It was nothing new for veterans of MSSU Board meetings to hear a lawyer go off on a tangent and begin raving when things don't go his way, but this was the first time in recent memory that it was not done by someone with double initials.
The transcript of Ewing's soliloquy is printed below:
"My work presently as county prosecutor is driven by facts, by data and by evidence. So too will my work on this board be driven by facts, data and evidence and it has to be so because good decisions can only be made with accurate information.
I have a couple of things that I’d just like to comment on that have caused me a little bit of concern that appeared in the 26 of February edition of The Chart newspaper. On the front page below the fold…the executive editor noted my appointment to the board and then the last sentence of the article reads, “Board Chairman Rod Anderson, when notified of the appointment Tuesday by The Chart, said ‘no comment’ and hung up.”
Well, of course, my first thought is, “Okay, I don’t know Rod, is this a comment on my future status on the board?” But I called Rod and I visited with him and I understand now the circumstances that are being addressed possibly and a grievance directed at recent conduct between the press and the chairman and so I was pleased to know your ‘no comment’ was not a reflection of your opinion on me, definitely.
Now, that said, I was disappointed to learn of at least the appearance of a lack of civility on the part of certain members of the press when dealing with the board and it’s my hope that this will not be the case going forward when I’m on the board and we can talk civilly and communicate openly.
Now, on your opinion page of The Chart, several comments were printed regarding my appointment to the board and one of the comments suggests- maybe someone who had a vested interest in the university and actually cares about what is going on there- would have been a more appropriate pick. I’d be interested in seeing if Ewing actually submitted an application for the position or if it’s done off the buddy system. And it’s signed “MSSU Alumni.”
First, let me say I’d be very interested in know who you are. Unfortunately your identity is hidden by a “nom de plume" or a username. And I’d like to have the opportunity to know the facts on which you had offered such an opinion and to test any assumptions you have made based on those facts and then I can also have the opportunity to assess and test your motivations for making that kind of statement because I don’t know who you are.

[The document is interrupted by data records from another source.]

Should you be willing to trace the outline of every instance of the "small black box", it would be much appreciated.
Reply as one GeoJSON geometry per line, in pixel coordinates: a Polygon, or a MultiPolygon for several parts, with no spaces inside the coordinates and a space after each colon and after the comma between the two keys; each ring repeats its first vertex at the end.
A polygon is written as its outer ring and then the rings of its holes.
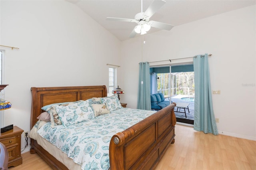
{"type": "Polygon", "coordinates": [[[4,133],[12,129],[13,129],[13,125],[11,125],[1,128],[1,132],[4,133]]]}

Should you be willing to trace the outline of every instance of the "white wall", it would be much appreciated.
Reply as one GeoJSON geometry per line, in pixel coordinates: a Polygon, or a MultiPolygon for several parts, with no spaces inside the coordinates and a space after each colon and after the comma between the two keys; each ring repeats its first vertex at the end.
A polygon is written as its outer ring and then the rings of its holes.
{"type": "Polygon", "coordinates": [[[124,102],[128,107],[136,108],[138,63],[142,61],[211,53],[212,89],[221,91],[220,95],[212,95],[215,117],[220,120],[217,123],[219,132],[256,140],[256,8],[250,6],[122,42],[122,63],[125,63],[122,76],[126,77],[122,87],[126,92],[122,96],[124,102]]]}
{"type": "MultiPolygon", "coordinates": [[[[30,130],[31,87],[108,85],[106,64],[121,65],[120,41],[72,4],[0,3],[0,44],[20,48],[0,47],[9,85],[5,98],[12,104],[5,125],[30,130]]],[[[22,135],[22,148],[24,143],[22,135]]]]}

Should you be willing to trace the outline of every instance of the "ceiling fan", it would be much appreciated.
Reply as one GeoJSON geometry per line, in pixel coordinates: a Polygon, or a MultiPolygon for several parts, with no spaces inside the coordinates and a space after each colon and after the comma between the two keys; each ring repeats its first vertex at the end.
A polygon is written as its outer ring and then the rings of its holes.
{"type": "Polygon", "coordinates": [[[172,25],[155,21],[150,21],[149,18],[165,4],[163,0],[154,0],[144,12],[142,10],[142,0],[141,0],[141,12],[137,14],[134,19],[121,18],[107,17],[106,20],[114,21],[122,21],[135,22],[138,25],[135,26],[130,35],[130,38],[135,36],[136,34],[143,35],[149,31],[151,27],[162,30],[170,30],[174,27],[172,25]]]}

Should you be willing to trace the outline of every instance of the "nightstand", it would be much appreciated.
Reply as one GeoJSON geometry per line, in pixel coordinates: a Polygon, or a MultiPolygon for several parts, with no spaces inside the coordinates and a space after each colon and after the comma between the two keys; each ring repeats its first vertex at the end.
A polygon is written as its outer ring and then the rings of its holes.
{"type": "Polygon", "coordinates": [[[9,154],[8,167],[16,166],[22,164],[20,151],[21,134],[24,131],[16,126],[13,129],[0,133],[0,142],[6,147],[9,154]]]}
{"type": "Polygon", "coordinates": [[[122,105],[122,107],[126,107],[126,105],[127,105],[127,103],[121,103],[121,105],[122,105]]]}

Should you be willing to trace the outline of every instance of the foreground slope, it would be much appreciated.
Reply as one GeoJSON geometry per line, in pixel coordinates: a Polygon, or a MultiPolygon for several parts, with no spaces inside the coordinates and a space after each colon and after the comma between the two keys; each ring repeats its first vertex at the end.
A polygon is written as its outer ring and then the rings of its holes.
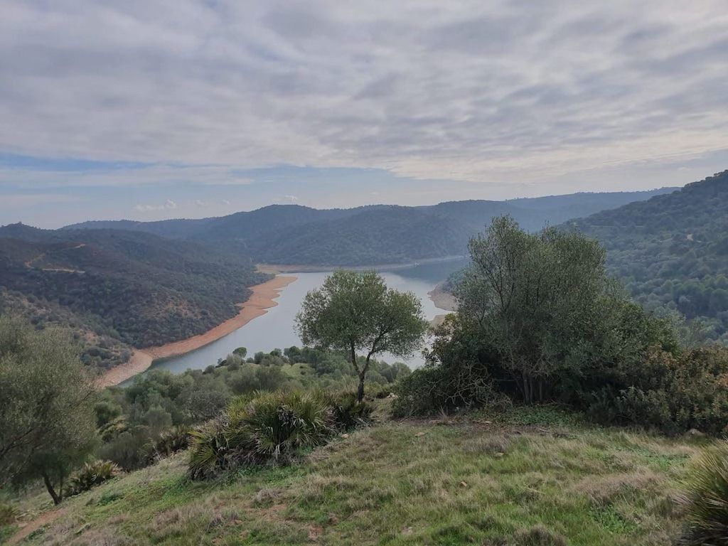
{"type": "Polygon", "coordinates": [[[648,306],[728,332],[728,171],[670,194],[569,222],[598,239],[612,272],[648,306]]]}
{"type": "MultiPolygon", "coordinates": [[[[186,454],[175,456],[68,500],[22,543],[669,544],[696,442],[539,408],[388,422],[301,463],[213,482],[189,481],[186,454]]],[[[27,502],[26,521],[41,499],[27,502]]]]}
{"type": "Polygon", "coordinates": [[[276,205],[221,218],[86,222],[68,229],[141,231],[194,240],[271,264],[373,265],[464,254],[469,238],[494,216],[509,214],[525,229],[537,230],[545,223],[558,223],[671,189],[452,201],[420,207],[317,210],[276,205]]]}

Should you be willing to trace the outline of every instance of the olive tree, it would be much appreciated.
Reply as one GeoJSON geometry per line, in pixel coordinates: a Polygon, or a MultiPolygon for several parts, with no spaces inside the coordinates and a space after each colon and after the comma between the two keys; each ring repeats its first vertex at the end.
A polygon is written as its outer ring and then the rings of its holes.
{"type": "Polygon", "coordinates": [[[523,400],[542,400],[550,379],[580,373],[585,353],[601,343],[604,250],[575,232],[527,233],[506,216],[471,240],[470,251],[455,289],[459,315],[494,347],[523,400]]]}
{"type": "Polygon", "coordinates": [[[0,317],[0,486],[42,479],[53,502],[95,446],[95,389],[60,331],[0,317]]]}
{"type": "Polygon", "coordinates": [[[414,294],[387,288],[376,272],[343,269],[306,295],[296,325],[305,344],[348,355],[359,376],[360,402],[371,357],[382,352],[403,358],[411,355],[427,328],[414,294]],[[360,352],[365,355],[361,364],[357,360],[360,352]]]}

My point is this to The Chart and to people in general. You have a right to free speech and to say anything you want. But put your name on it and be prepared to defend it. The Globe doesn’t publish letters to the editor without a signature, The Chart recites a similar letter to the editors policy, but apparently it didn’t apply or didn’t apply in this case to the publication of online posts so I would encourage The Chart to print real identities of those whose opinions it chooses to post.
Yes, I did submit an application for this position last year. I’ve been interested in an opportunity to serve on this board since Jane Wyman served on this board. I’ve known Jane for a couple of years and discussed the possibility clear back in the mid-90’s about starting on this.
And I’d also point out that this particular opinion was written in the first person and appeared to be singular. And if you are an individual you are an alumnus, not an alumni.
Now, at the end my comments, Mr. Ben Hinkle had a post and kudos to you Ben for putting your name on your post. It is incorrect where it states that the “composition of this board is governed by 174.060 in Missouri by statutes.” That’s not accurate. The board’s composition is governed by Missouri by statutes 174.450 and 174.453.
I don’t raise this point to be critical of Ben’s legal research, but the point to be made here is, to The Chart and others: check your facts, check your facts and check your facts. And when you are certain you have it right, check your facts again. If you print it, whether one of your staff wrote it or it appears in a letter to the editor or an online post, you are responsible as journalists for assuring that the facts stated there are accurate. And so I challenge you to challenge those inaccurate facts that are presented to you for publication. Check your facts. "
And now a message for Lynn Ewing- Grow up!